Hello families!  I hope you are enjoying your second week back to school.  The routine is becoming second nature and we are digging deeper into the curriculum here at school.  Getting busier by the moment!   

I found the short article below and I believe it is a good reminder as a parent.  We must show kids that we are interested in what they are doing.  We need to remain as positive as possible in order to serve as a good role model for them.  Language and communication at any age in inherent.  Here are some simple tips to encourage meaningful communication.  We can use these ideas for car rides, meal time, or “relaxing” time (if we get that!). 

Have a great rest of your week!

“Talking with Kids About School”  www.pbs.org

Why is it so hard to talk about school? Parents often get exasperated with kids’ monosyllabic answers to their simple questions. That one well-intentioned line, “How was school today?” has probably provoked more bad feelings between parents and kids than either party ever intended.

“‘How was school today?’ is a frustrating question for both parents and kids,” notes Michael Thompson, Ph.D., author of “The Pressured Child.” “Parents never get the answer they want and often don’t understand how difficult this question really is. Without meaning to, parents are asking for a summary but kids don’t summarize the way adults do. So most kids just say ‘fine’ or try to avoid the question entirely.” And then the problem escalates. “Many parents will repeat this question if they don’t get a good enough response because they don’t know how else to ask it,” adds Lawrence Cohen, Ph.D., author of “Playful Parenting.”

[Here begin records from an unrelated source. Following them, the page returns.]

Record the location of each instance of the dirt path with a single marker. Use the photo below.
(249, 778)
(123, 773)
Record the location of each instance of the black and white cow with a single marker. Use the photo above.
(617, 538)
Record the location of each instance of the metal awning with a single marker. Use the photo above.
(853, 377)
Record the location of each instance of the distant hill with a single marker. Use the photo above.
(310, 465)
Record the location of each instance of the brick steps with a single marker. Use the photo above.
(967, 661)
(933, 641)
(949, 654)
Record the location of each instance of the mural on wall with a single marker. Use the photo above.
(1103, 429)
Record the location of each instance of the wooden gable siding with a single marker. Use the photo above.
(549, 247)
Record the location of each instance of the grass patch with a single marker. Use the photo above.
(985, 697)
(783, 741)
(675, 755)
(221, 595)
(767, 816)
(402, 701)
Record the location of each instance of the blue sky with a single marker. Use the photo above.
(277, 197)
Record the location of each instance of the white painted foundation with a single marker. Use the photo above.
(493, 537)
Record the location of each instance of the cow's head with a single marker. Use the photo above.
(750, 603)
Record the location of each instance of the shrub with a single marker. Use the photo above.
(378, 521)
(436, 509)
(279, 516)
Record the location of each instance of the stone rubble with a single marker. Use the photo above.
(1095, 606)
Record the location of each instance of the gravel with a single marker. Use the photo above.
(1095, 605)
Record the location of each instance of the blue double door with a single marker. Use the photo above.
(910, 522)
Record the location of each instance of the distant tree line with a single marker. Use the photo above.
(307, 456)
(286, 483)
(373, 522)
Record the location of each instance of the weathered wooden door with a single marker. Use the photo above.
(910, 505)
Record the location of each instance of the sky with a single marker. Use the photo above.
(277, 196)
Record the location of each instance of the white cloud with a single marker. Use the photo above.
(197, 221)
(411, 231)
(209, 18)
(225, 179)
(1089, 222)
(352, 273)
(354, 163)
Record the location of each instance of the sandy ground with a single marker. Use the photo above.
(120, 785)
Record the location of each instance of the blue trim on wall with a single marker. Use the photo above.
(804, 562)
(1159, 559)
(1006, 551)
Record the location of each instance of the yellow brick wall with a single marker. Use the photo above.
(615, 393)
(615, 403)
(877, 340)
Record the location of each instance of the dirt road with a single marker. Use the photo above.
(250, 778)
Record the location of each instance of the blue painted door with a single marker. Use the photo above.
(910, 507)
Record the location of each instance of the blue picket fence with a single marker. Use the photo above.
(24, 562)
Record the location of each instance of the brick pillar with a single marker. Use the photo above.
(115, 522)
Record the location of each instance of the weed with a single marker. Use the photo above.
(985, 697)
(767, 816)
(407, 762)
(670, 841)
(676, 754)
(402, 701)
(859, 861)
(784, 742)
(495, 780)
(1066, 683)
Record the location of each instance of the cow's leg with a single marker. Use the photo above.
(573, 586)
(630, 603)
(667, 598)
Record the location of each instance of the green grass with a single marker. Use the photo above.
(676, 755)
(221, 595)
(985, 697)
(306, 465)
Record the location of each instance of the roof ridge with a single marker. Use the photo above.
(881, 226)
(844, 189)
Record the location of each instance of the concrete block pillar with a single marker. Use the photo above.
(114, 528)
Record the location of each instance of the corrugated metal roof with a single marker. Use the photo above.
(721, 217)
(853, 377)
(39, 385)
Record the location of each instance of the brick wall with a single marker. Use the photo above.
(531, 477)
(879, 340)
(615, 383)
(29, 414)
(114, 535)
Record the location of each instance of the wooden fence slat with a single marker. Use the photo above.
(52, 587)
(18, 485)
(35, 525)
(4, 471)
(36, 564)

Fortunately, some simple strategies can get kids and parents talking and listening. “What was fun? What was the worst part of the day? Did your teacher explain that math homework? How did soccer go?”

However, communicating effectively about school goes deeper than just asking the right questions. “What are the goals of talking with kids about school and what is the role of the adult in these conversations?” asks Diane Levin, Ph.D., professor of education at Wheelock College. “More than just finding out how their day was, we want to help kids become problems solvers and independent learners. Good conversations help kids see we care about their lives, that we are there to support them, and to help them develop strategies for solving problems themselves.”

Try these strategies to get kids and parents talking about school and listening to each other in meaningful ways.

Greet your child with an enthusiastic hello.

Allow your child not to talk right after school.

Learn about your child’s life at school.

Say what’s on your mind.

Avoid face-to-face interrogations.

Let the talk emerge naturally.

Listen before you talk. 

Try communicating without words.

Talk about funny things that happened to you. 

Don’t jump in to fix your child’s problem immediately.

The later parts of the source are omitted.